Forcément, on s’y attendait un peu tant leurs univers sont si proches l’un de l’autre, tant les deux hommes se respectent musicalement et humainement. Le résultat est au dessus de toutes les espérances. Tube absolu de cet été, Bradford Cox montre son côté solaire et optimiste, cette ritournelle entêtante se répète jusqu’à l’abrutissement, mais quel plaisir ! Aidé par Noah Lennox qui ne doit pas y être pour rien dans la composition réussie de ce titre lui donne une autre dimension avec comme à son habitude ces échos surdéveloppés qui lui donne ce côté aérien et planant. Les deux artistes prennent leur pied et nous aussi avec, on ne pense qu’à une chose maintenant, un projet commun.
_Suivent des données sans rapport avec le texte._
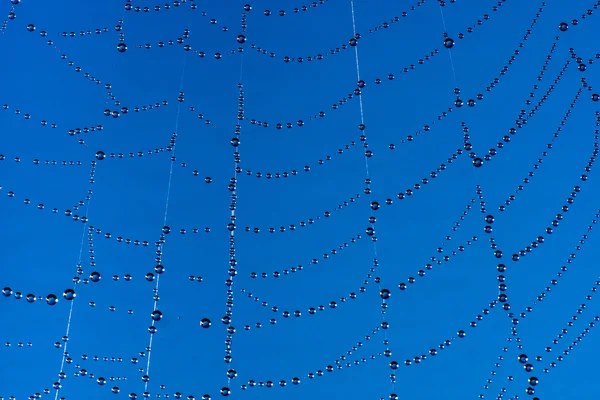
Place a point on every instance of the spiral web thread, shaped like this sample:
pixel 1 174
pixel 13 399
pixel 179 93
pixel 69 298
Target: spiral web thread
pixel 554 137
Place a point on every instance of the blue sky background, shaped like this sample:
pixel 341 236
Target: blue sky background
pixel 40 250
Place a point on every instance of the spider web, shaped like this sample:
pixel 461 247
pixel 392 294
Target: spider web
pixel 356 199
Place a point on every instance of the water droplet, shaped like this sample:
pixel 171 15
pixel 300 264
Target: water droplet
pixel 156 315
pixel 205 323
pixel 51 299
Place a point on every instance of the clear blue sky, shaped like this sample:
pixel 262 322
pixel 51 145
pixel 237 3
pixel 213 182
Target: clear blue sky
pixel 531 75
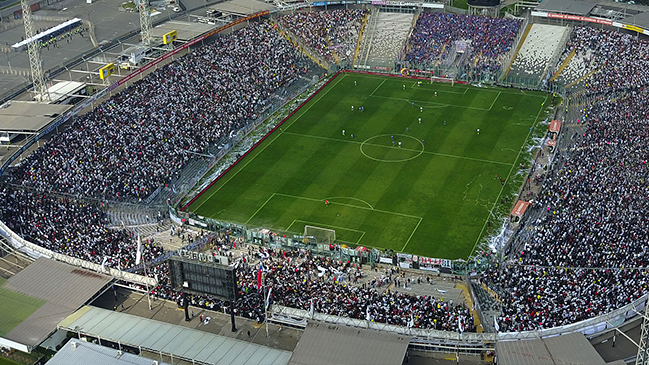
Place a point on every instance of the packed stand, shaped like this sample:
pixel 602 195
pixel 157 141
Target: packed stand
pixel 141 138
pixel 297 279
pixel 384 39
pixel 327 32
pixel 539 48
pixel 70 227
pixel 434 34
pixel 587 253
pixel 582 63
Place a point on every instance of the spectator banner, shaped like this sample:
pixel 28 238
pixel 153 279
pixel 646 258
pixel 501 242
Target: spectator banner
pixel 634 28
pixel 520 208
pixel 580 18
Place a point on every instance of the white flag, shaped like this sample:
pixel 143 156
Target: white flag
pixel 268 297
pixel 138 254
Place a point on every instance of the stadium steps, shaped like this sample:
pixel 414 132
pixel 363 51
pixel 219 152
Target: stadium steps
pixel 368 35
pixel 564 65
pixel 477 58
pixel 334 53
pixel 360 37
pixel 469 300
pixel 584 77
pixel 441 54
pixel 518 48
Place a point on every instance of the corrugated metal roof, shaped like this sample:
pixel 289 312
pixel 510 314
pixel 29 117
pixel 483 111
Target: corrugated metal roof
pixel 323 344
pixel 181 342
pixel 77 352
pixel 640 20
pixel 65 289
pixel 575 7
pixel 571 349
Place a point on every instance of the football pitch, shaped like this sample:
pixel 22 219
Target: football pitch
pixel 430 187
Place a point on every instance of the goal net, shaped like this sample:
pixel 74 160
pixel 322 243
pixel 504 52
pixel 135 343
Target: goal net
pixel 448 80
pixel 321 235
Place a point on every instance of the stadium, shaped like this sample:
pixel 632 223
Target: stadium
pixel 367 182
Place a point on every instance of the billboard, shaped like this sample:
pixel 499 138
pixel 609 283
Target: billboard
pixel 198 277
pixel 169 37
pixel 106 71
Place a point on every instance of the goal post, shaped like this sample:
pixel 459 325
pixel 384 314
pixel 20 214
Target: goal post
pixel 322 235
pixel 448 80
Extrait de l'album Logos [4AD]
09 : The XX - Crystalised
Il y a chez The XX quelque chose de particulier, cette sensibilité à fleur de peau que si peu de gens ont, il y a aussi un manque de confiance en eux, il suffit d’écouter leur premier album XX pour en être persuadé, et tout particulièrement le déchirant Crystalised, tout n’y est que soufflé, les paroles des deux chanteurs à la complicité évidente, les guitares si belles et si délicates jamais dans la démonstration ou encore ou la rythmique feutrée qui cavale à l’allure de leurs cœurs déchirés et chevrotant. D’une délicatesse rare, The XX arrivent à trouver une personnalité propre en un seul album et si l’on n’est pas toujours convaincu, Crystalised reste le témoin de ce qui s’est fait de mieux en matière de pop cette année.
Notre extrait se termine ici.